En 1456, le châtelain gouverneur de Mauléon accorde le droit de pacage dans les montagnes de Soule à la nouvelle communauté d’Esquiüle Bervielle, nom d’un immense bois situé en bordure du Vert.

En 1465, les premiers défricheurs étant devenus assez nombreux, il est établi un bésiau (village) avec sa cour et ses jurats, sous le nom ‘‘d’Ihasse et Bervielle’’, dont le baron de Luxe est le seigneur.

Cette conquête des territoires se traduit dans la physionomie du village dont le bourg concentre quelques habitations autour de l’église alors qu’un grand nombre de demeures sont disséminées dans les différents quartiers correspondants à d’anciens hameaux. 

La création tardive du village engendre de nombreux procès et conflits concernant le droit des Esquiulais et de leurs voisins tout au long des XVIe et XVIIe siècles. Ainsi, une décision seigneuriale datée de 1524 permettant à la communauté d’habitants de « mener paître le bétail dans les limites des territoires, landes des villages circonvoisins, de soleil à soleil jusqu’au troisième clocher.., paisiblement et tranquillement » déclenche une forte réaction des communautés impactées.

Bien que le village se situe en terres béarnaises et qu’il ait toujours été rattaché à des cantons béarnais (Aramits en 1796 puis Oloron-Sainte-Marie, en 1806), Esquiüle est un village basque dont la culture et les traditions demeurent vivaces : persistance de la langue, enseignement des danses basques, pastorales et mascarades, sans compter, fin août, les fêtes du village.

Patrimoines

L’église de l’Immaculée Conception

Une chapelle d’Esquiüle est mentionnée comme annexe de Barcus jusqu’à la première moitié du XVIIe siècle. Devenue indépendante, la communauté décide de procéder à plusieurs emprunts afin de construire son église, dédiée à la Vierge en 1645 puis à Notre-Dame à partir de 1708.

Dédiée à l’Immaculée Conception, une nouvelle église est construite en 1875 sur l’emplacement de l’ancienne, devenue trop petite. Elle est consacrée dix ans plus tard.

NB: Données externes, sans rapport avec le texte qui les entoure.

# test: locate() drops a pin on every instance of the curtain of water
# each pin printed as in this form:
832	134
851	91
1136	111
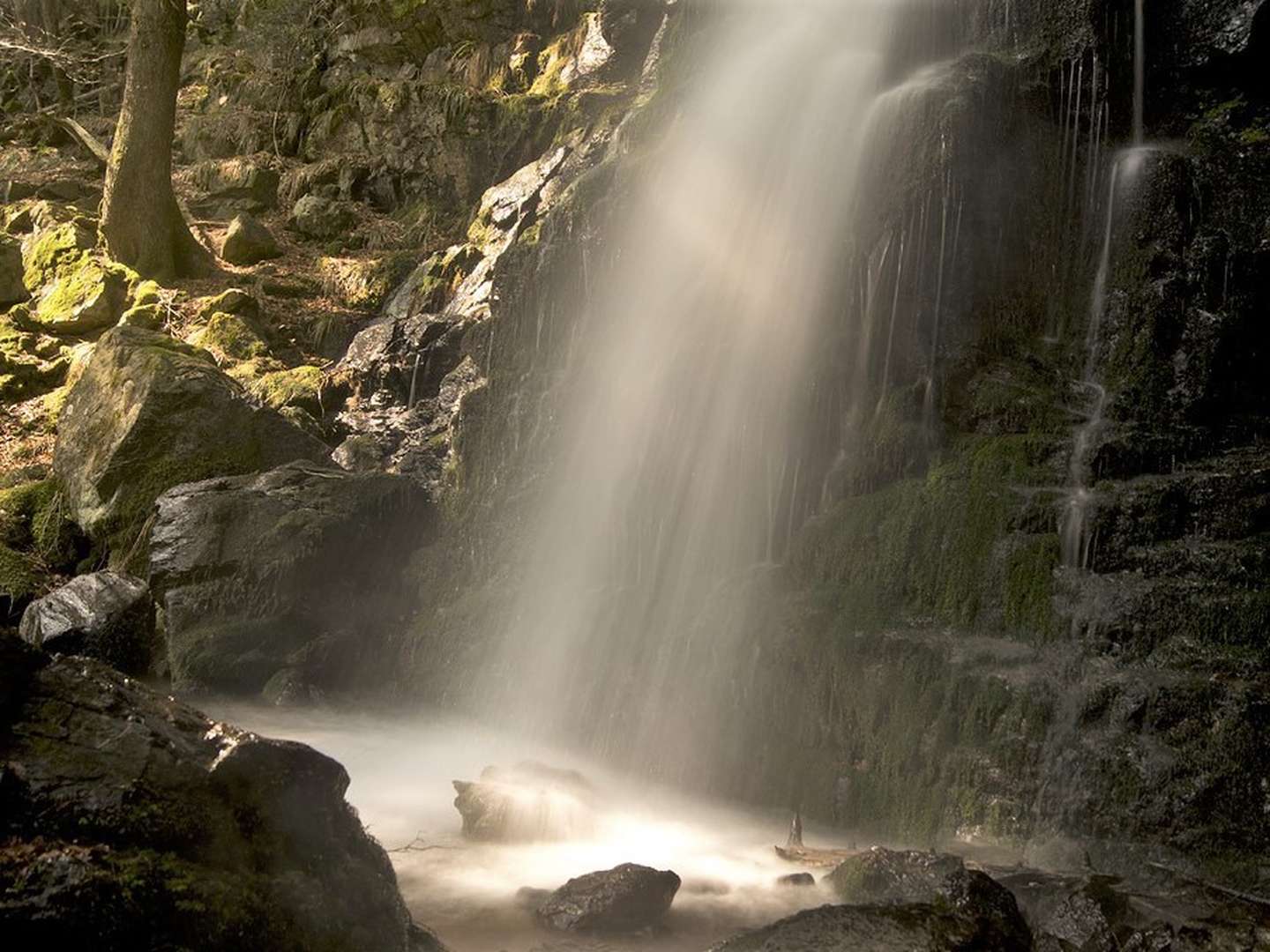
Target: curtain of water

L’édifice est composé d’une nef unique, d’un transept et d’un chevet orienté. Elle comprend deux étages de galeries de bois longeant intégralement la nef jusqu’à l’installation de l’orgue il y a quelques années. La nef et le transept sont lambrissés.

L’ensemble de l’édifice est entièrement recouvert d’un décor réalisé par l’abbé Xavier Montaut, dont la famille, basée à Oloron, a comporté de nombreux artistes peintres. Le pourtour du chœur est orné de représentations d’Apôtres et de saints – saint Bernard, saint Benoît, saint Grégoire, saint Jérôme, saint Augustin, saint Ambroise, saint Pierre, saint Paul, saint Ildephonse, saint Thomas, saint Epiphane, pape Pie IX. Le transept accueille, quant à lui, les représentations de l’Annonciation et de l’Assomption de la Vierge.

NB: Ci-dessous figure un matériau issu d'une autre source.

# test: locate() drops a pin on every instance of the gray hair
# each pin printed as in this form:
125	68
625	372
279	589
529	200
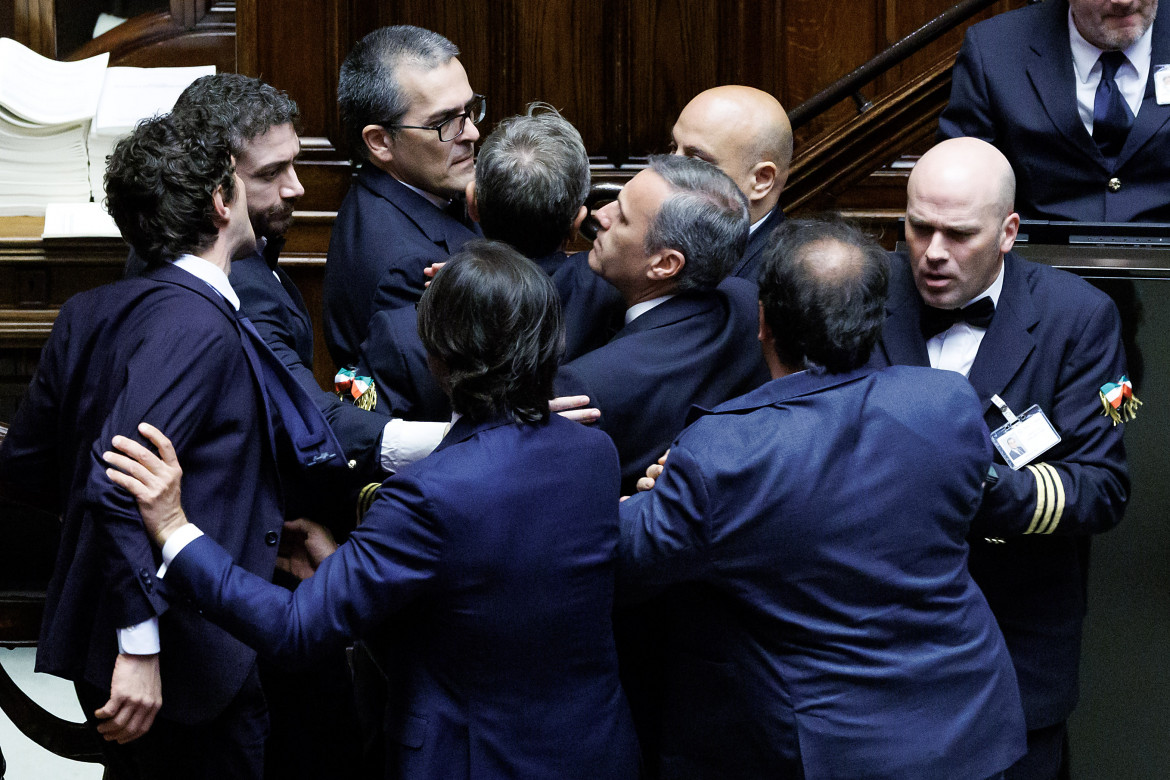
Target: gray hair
367	90
706	219
531	178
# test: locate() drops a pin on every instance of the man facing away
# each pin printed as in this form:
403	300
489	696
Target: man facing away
809	545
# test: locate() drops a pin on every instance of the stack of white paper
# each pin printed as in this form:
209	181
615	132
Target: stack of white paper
46	108
60	121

L’orgue Puget provenant de Toulouse a été entièrement restauré par l’organiste de la paroisse et installé en haut de la tribune qui a été renforcée pour supporter son poids. Le buffet a été fabriqué en chêne et châtaignier par l’ébéniste du village en 1993.

  

Le château Mesplède

À la fin du XVIe siècle, le seigneur Charles de Luxe, capitaine d’Henri IV, vend la seigneurie d’Esquiüle au baron de Mesples, seigneur d’Aren, pour son troisième fils, Anchot de Mesples.

Ce dernier entreprend, en 1609, de faire bâtir, sur la route menant à Barcus, une demeure seigneuriale dans le style Renaissance, ainsi qu’une chapelle dédiée à saint Xavier. Le château s’apparentait plus à un pavillon de chasse de 3 niveaux formant un L autour d’une cage d’escalier centrale.

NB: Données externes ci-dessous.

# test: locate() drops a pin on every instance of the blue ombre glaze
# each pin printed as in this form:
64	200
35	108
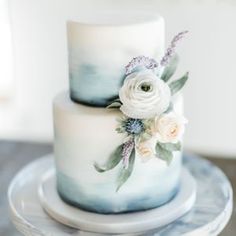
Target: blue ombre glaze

Le château devient un bien national après la Révolution Française, puis est racheté par des particuliers. En ruines, ses matériaux ont servi à la restauration du château d’Aren dans les années 1980. Seules subsistent la tour d’escalier et quelques traces de l’ancienne chapelle.

Zoom sur...

La rafle d'Esquiüle

Au printemps 1943, pendant l’occupation allemande, Marie Arrosères, de naissance Marie Lerdou-Udoy, âgée de 20 ans, sauva plus d’une quarantaine d’hommes ainsi que toute sa famille d’une mort certaine.

Un groupe de maquisards et de réfractaires d’environ une quinzaine d’hommes s’était installé dans les bois de Chabalgoity et de la Cave proches de chez elle. Ces maquisards venaient se ravitailler chez Marie et dans les fermes voisines.

Suite à une dénonciation, une division allemande, assistée de miliciens français, prit position tout le long du chemin menant d'Esquiüle à Oloron, afin de capturer les maquisards. Le père de Marie lui demanda alors d’aller avertir les maquisards pendant qu’il irait avertir les réfractaires.

Le lendemain matin, à la première heure, les allemands envahirent le quartier de la Cave et entreprirent une rafle de tous les hommes esquiulais valides. Le groupe d’une quarantaine de prisonniers prit la route vers Narbé pour se rendre à Aramits.

Arrivés sur place, les prisonniers furent amenés dans le cimetière puis alignés contre un mur. Un responsable allemand annonça alors qu’aucun maquisard n’avait été trouvé dans les bois d’Esquiüle. Les prisonniers furent libérés in extremis.

Le saviez-vous ?

La pastorale

Apparu à la fin du XVe siècle, ce théâtre de plein air était encore représenté, à la fin du XVIIIe siècle, dans une large part de l'Europe.

Véritable expression artistique collective et individuelle, création d'un auteur, d'un metteur en scène, d'une troupe d'amateurs, chaque pastorale est composée d'un rituel scénique : déclamation, déplacements sur scène et toute une expression artistique.

Le rôle fédérateur au sein de chacun des villages, le lien social qu'elle génère et renouvelle sans cesse, contribuent au regain d'intérêt que lui portent les Souletins.

Depuis trente ans, on assiste à un véritable renouveau de ce mode théâtral en langue basque, avec des créations nouvelles chaque année, au niveau des pièces, des chants, des danses, des musiques, de la poésie... Mobilisant tous les habitants du village durant toute une saison, drainant un public toujours plus large, la pastorale réussit ce miracle chaque fois répété depuis la nuit des temps, de la transmission d'une culture véritablement populaire, conservée et jouée pour et par le peuple.

Les Souletins sont conscients d'être les derniers maillons de la préservation de ce mode théâtral ayant connu ses heures de gloire en Irlande, Grèce, Yougoslavie, Bretagne, Béarn...

Une mobilisation de plusieurs mois pour un projet commun et deux représentations seulement, sur une scène très sobre, installée dans une prairie ou sur un fronton... Et le miracle se renouvelle chaque fois.